ゆがませていた表情を、俺のその一言を聞いて驚きの表情へと変える春。…状況が飲み込めてない?



「好きなんだよ春だけが。
 由佳ちゃんなんて、
 他の女の子なんてどうでもいいくらいに。

 離してなんて、あーげなーいよ?」



にっこりと笑ってそう言って、しまいには舌をべっとだす。すると春の瞳からは涙が溢れ出していて。



「…うそ。」

「嘘じゃないよー?」

「……だって千架くんはみんなの千架くんだもん」

「えー?いつそんな法律みたいなの作られたのー?
 俺は春だけの俺だったんだけどー…
 今の女の子って怖いねぇ?」

「…あたしのことなんて見てくれなくて
 他の女の子と手を繋いで行っちゃうし……」



─その台詞を聞いて言い返すのをやめた。

そうだよ俺。

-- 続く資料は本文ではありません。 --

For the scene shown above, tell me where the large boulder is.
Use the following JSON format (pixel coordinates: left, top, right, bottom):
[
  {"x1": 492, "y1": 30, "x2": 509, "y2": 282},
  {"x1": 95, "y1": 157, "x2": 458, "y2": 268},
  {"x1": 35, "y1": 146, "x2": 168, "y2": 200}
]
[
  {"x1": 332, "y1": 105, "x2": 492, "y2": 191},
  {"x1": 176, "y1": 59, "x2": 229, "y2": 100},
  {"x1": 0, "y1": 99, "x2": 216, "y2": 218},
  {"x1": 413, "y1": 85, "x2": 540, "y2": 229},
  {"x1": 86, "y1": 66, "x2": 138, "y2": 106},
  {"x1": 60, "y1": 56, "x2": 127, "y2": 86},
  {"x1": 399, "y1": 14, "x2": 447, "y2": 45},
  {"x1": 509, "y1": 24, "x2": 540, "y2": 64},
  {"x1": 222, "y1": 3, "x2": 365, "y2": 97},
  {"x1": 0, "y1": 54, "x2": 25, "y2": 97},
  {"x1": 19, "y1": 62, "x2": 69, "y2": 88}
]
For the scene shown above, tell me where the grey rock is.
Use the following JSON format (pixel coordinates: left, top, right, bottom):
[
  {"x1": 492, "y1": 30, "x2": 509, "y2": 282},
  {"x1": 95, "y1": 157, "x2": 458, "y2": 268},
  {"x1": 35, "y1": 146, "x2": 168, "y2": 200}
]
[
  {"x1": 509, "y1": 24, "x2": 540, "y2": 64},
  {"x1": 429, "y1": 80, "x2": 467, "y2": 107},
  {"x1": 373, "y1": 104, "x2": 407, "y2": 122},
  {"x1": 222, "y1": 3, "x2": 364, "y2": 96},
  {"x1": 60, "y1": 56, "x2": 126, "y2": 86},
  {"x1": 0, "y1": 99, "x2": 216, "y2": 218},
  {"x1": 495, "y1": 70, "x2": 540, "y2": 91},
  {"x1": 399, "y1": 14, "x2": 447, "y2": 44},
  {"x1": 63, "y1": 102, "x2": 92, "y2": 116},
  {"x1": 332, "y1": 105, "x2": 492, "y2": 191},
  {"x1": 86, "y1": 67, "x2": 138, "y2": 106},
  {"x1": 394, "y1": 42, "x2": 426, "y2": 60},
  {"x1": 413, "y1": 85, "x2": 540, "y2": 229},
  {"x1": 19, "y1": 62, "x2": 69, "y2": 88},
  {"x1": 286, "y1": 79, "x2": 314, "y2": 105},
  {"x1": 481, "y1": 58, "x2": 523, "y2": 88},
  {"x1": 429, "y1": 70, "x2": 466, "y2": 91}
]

春いびってる場合じゃないよ?

俺だって、

──春に言わなきゃいけないこといっぱいある。




「…っ、あたしがこんな性格だから、だよねっ?
 不安だったよね?だから今もそんなこと……

 だから由佳さんとっ……」



まだ俺の言葉が信じられないのか言葉にならない言葉を、何もかもが抜けてる、でも彼女が重要だと思う言葉だけを俺にぶつけてくる。

…だからこそ、わかる。



“だから今もそんなこと”…俺が好きっていったことを嘘だと思って、受け入れようとしてなくて。

“由佳さんと”…このごろの朝ずっと由佳ちゃんがいたし…俺が手を繋いじゃってるからさらに誤解して。



──春をここまで追い込んじゃったのは、

間違いなく、俺だね。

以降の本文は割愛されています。